Tetsuya Kobayashi1, Yui Shigeki2, Yoshiyuki Yamakawa3
1Technology Research Laboratory, Shimadzu Corporation, 3-9-4, Hikaridai, Seika-cho, Soraku-gun, Kyoto, 619-0237, Japan. t_kobaya@shimadzu.co.jp.
Journal of Imaging Informatics in Medicine
|February 12, 2024
Summary
This study introduces a deep learning (DL) method for CT-less attenuation correction (AC) in positron emission tomography (PET) imaging.
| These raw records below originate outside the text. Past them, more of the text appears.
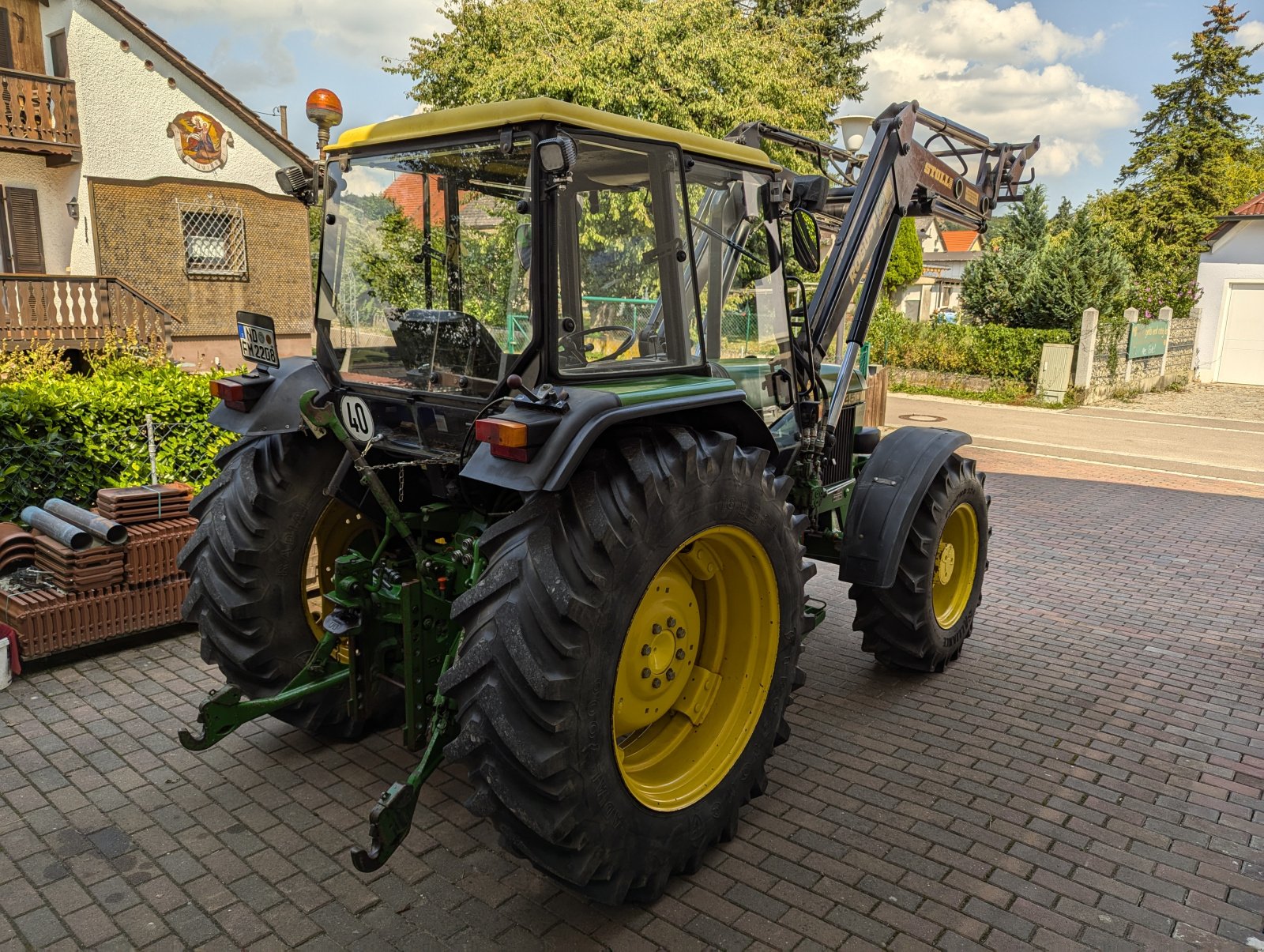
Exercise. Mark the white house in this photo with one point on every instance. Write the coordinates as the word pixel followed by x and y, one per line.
pixel 133 183
pixel 1232 276
pixel 945 256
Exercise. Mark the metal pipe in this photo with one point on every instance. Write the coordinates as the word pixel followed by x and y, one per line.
pixel 99 526
pixel 66 534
The DL model estimates tissue composition to generate attenuation maps, showing comparable accuracy to CT-based methods.
Area of Science:
- Medical Imaging
- Artificial Intelligence
- Radiophysics
Background:
- Positron Emission Tomography (PET) imaging requires accurate attenuation correction (AC) for quantitative analysis.
- Computed Tomography (CT) is typically used for AC, but this adds radiation dose and complexity.
- Developing CT-less AC methods is a significant goal in PET research.
Purpose of the Study:
- To present the first Sim2Real deep learning (DL) based approach for generating human head attenuation maps using only simulated PET data.
- To evaluate the feasibility of DL-based tissue composition estimation for CT-less attenuation correction in PET.
Main Methods:
- A DL model was trained on simulated PET data to estimate a four-channel tissue composition map (soft tissue, bone, cavity, background) from a 2D non-AC PET image.
- Attenuation maps were generated from the DL-derived tissue composition maps.
- The DL-based attenuation maps were used for scatter+random estimation and as initial estimates for Maximum Likelihood Attenuation Correction Factor (MLACF) refinement.
Main Results:
- The DL model demonstrated the ability to estimate overall anatomical structures in clinical brain PET data.
- While some inaccuracies in anatomical detail were noted, particularly in neck-side slices, the DL-based AC achieved quantitative accuracy comparable to CT-based AC.
- The combined DL and MLACF approach showed promise as a CT-less AC solution.
Conclusions:
- The proposed DL-based method offers a viable approach for CT-less attenuation correction in PET.
- Combining DL-based tissue estimation with MLACF refinement presents a promising strategy for improving PET imaging without CT.
- Further development is warranted to address limitations in anatomical detail estimation for broader clinical application.